Плевицкая смотрела на плюгавенького, с бегающими глазами человека и с трудом сдерживала гнев.

– Концерт состоится, – наконец пришла к решению. – Публика ни в чем не виновата, ей наплевать, что нерадивый напутал со сроком. Буду петь. Но чтобы не опозориться, необходимо хотя бы часок побыть в одиночестве.

Скоблин хотел возразить, что решение абсурдно, нельзя мчаться с корабля на бал, следует проверить акустику зала, прорепетировать с концертмейстером, настроить привезенную гитару. Но, зная упрямство супруги, промолчал.

В отеле Надежда Васильевна приняла душ, переоделась и ровно на час скрылась в спальне.

Концерт начался без опоздания. На сцену певица вышла жизнерадостной и свежей, никакого намека на усталость, будто не было девяти проведенных в вагоне часов.

Концерт прошел без сучка и задоринки. После исполнения каждой песни певицу награждали шквалом аплодисментов, пышными букетами осенних цветов. В благодарность за прием Плевицкая спела на бис романс про ямщика. Лишь вернувшись в отель, без сил рухнула на постель.

Проспала до полудня следующего дня. Проснулась, когда в лицо ударили солнечные лучи. Вставать не спешила – было лень умываться, заказывать завтрак. Выпростала из-под одеяла руку, провела ладонью по лицу, словно смахивала следы усталости.

«Ни за какие коврижки не стану больше выступать в день приезда! Еще один такой концерт, и отдам Богу душу!..»

Повернулась на другой бок и услышала за дверью голоса. Разговаривали Коля и…

«Ковальский?
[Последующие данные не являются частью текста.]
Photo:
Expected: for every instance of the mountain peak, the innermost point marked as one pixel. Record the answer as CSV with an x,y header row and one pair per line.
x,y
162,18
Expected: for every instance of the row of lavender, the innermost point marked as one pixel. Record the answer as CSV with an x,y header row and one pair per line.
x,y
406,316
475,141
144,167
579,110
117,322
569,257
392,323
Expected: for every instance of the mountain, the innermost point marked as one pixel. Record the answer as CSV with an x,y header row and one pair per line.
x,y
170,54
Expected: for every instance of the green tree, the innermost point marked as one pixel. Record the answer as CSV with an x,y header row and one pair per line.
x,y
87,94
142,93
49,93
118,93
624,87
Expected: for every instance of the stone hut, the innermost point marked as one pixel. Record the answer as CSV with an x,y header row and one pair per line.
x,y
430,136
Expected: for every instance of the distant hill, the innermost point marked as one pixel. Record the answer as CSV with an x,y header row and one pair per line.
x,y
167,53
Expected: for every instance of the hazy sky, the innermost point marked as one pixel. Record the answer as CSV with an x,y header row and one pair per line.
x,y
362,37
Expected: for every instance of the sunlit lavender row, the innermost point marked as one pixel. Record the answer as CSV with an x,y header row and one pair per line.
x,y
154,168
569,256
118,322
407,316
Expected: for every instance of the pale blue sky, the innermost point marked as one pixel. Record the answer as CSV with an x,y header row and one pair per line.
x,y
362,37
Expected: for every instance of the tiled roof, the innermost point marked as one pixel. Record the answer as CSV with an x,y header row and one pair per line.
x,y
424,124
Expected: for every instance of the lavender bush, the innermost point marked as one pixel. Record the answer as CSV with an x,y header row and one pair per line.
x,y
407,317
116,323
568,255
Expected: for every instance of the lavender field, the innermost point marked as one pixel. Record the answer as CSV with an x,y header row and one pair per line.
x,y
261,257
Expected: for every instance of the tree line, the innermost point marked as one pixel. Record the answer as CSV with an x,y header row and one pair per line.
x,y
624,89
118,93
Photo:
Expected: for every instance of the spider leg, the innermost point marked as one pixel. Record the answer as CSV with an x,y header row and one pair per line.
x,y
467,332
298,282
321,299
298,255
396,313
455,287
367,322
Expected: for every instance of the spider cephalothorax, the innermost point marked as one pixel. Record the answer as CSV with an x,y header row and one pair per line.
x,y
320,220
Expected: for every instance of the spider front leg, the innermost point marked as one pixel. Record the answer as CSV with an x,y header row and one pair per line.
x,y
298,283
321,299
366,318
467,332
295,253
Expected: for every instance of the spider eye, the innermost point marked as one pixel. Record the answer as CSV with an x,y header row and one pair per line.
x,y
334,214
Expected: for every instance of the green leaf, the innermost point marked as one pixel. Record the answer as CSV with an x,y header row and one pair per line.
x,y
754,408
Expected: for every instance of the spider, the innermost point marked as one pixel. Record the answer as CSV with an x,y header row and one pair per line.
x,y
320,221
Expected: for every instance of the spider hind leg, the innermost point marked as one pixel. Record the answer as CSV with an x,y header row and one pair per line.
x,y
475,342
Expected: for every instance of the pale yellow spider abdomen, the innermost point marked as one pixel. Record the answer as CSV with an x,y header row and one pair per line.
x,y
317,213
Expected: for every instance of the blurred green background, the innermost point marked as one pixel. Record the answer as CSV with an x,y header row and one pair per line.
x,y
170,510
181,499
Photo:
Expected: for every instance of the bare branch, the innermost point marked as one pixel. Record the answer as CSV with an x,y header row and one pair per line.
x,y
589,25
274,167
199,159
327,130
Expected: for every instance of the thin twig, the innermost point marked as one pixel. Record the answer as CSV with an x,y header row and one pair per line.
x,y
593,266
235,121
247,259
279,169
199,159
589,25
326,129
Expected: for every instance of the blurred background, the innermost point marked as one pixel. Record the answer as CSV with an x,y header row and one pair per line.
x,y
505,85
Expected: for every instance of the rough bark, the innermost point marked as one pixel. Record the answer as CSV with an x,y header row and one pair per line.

Здесь? Без предупреждения? Или Коля знал о его появлении?»

Хотелось думать, что курьер прибыл исключительно, чтобы исполнить обещание побывать на концерте, но отбросила эту мысль. Накинула халат. Причесалась, но краситься не стала. Вышла в гостинную.

– Боже, кого вижу? Сколько лет, сколько зим! Здравствуйте, мастер делать комплименты! Не ожидала! Сколько минуло времени с нашего прощания?

– Почти полгода, – напомнил Ковальский.

– А кажется, будто расстались лишь вчера. Не забыть, как с аппетитом уплетали мой ужин. Накормлю и сейчас.

Плевицкая хотела позвонить в ресторан, чтобы заказать в номер обед, но Ковальский положил руку на телефон.

– Не надо, чтобы в ресторане знали, что у вас гость.

– Закажу лишь на две персоны, а официанта не пущу на порог. – Надежда Васильевна хитро улыбнулась, давая понять, что она не профан в конспирации, обернулась к мужу: – Почему не предупредил о госте?

Скоблин виновато ответил:

– Центр не уточнил, когда ждать.

– Приказ отбыть в Ригу получил за час до отхода поезда, – подтвердил Ковальский.

– Как доехали?

– Без происшествий.

– К нам прямо с вокзала?

– Нет, ожидал условленного часа, коротал время в пивной.

– И, конечно, не обедали, а в дороге питались всухомятку?

– Не хотел покидать купе, мозолить пассажирам глаза.

Плевицкая не могла не воспользоваться встречей с человеком, который вчера еще гулял по Москве, забросала вопросами о новостях культурной жизни, премьерах, концертных программах.

Ковальский поднял руки.

– Смилуйтесь, не требуйте невозможного. Я не театрал, далек от искусства, редко выбираюсь даже в кинематограф.

– Вылетело из головы, с кем имею дело. У людей вашей профессии на первом месте работа, точнее, служба, все остальное, в том числе искусство, на десятом.